Philadelphia Inquirer Exposes Massive Cover-Up of Rapes by Police

Courtesy of RAINN: http://www.rainn.org


An in-depth investigation by the Philadelphia Inquirer has revealed a 20-year long practice by the city's police department of burying rape reports. The extensive cover-up led to thousands of cases being hidden without investigation-and thousands of rapists getting away with their crimes.

For two decades, the Philly police sex crimes unit "buried their cases, rejecting a remarkably high proportion of reported rapes as 'unfounded' and deliberately miscoding others to keep the department's crime numbers artificially low," the Inquirer found.

One of the rape cases that police dismissed is now linked to a serial rapist who murdered a subsequent victim; the confirming DNA test was conducted only after repeated requests from the Inquirer.

Philadelphia's sex crimes unit was started in 1981 to counter the department's tendency to poorly treat rape victims. Ironically, the new unit made things even worse.

"With pressure from the top to show results, too few investigators and a huge caseload, the unit became expert at getting rid of-or hiding-cases that could not be solved easily," the paper reported.

"Year after year, hundreds of cases were dumped in 'investigation of person,' an obscure administrative category meant for situations where no crime was committed. Cases put there do not show up in crime statistics" or receive investigation.

"The victims typically had no idea their cases had been mothballed. Many never heard from police after an initial hospital interview. Some who tried to prod investigators said their calls were not returned," the paper continued.

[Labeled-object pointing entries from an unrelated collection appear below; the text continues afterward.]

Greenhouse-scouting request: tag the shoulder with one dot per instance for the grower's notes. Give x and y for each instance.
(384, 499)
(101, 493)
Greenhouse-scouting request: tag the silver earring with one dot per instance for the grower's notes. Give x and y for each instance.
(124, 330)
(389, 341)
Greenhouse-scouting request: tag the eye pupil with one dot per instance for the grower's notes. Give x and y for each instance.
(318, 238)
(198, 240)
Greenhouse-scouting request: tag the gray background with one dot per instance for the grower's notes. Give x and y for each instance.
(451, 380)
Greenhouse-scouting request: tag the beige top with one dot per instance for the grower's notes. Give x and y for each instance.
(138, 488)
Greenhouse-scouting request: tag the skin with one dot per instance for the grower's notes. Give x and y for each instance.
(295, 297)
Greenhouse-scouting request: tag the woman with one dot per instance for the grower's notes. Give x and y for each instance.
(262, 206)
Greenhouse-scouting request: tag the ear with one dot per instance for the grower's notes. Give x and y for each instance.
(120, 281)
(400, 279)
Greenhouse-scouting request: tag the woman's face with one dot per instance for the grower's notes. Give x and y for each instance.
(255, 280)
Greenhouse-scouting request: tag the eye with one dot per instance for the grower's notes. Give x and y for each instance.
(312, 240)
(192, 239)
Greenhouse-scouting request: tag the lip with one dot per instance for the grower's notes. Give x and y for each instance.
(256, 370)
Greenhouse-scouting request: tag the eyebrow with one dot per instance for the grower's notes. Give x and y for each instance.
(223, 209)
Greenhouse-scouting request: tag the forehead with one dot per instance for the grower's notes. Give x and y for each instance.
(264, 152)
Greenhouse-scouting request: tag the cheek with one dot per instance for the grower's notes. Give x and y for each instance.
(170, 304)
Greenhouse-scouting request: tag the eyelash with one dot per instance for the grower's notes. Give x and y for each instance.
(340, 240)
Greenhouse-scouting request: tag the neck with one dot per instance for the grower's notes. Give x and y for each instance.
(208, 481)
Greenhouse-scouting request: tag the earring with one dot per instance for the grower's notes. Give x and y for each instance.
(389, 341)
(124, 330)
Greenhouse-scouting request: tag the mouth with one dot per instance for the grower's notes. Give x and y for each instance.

The Inquirer analyzed police reports, emergency room records, court files and FBI documents going back two decades. Their findings were reported in a two-part series this month.

Initially, the sex crimes unit classified many rapes as "unfounded," which is reserved for groundless crimes, when the "victim" is proven to be lying. In the first half of 1983, police dismissed 52 percent of rape complaints as fabrications; the national average was about 10 percent, according to the Inquirer.

"After the FBI privately raised questions about the practice in 1983, the 'unfounded' numbers dropped sharply almost overnight -not because sex-crimes investigators were taking women's complaints more seriously, but because they had found a new hiding place for them.

"It began putting hundreds of sexual-assault complaints in a bureaucratic twilight zone-Code 2701, 'investigation of person'-to keep them out of the city's crime statistics," said the Inquirer.

From the mid-1980s until last year, about a third of all rape complaints were categorized as "investigation of person." In 1996 and 1997, 2,000 of the 7,500 total reports were hidden in that non-crime category.

Two years ago the FBI and auditors again raised questions. Again, instead of changing behavior, the sex crimes unit just changed tactics. In 1998, the police stopped using Code 2701, but doubled to 18 percent those complaints listed as 'unfounded,' the paper found.

New police commissioner John F. Timoney admits the abuses happened and called the practice of misclassifying rapes "stupid." At the same time, Timoney refused to provide the Inquirer information about sexual assaults that may have been miscoded before 1998, when he took over the force.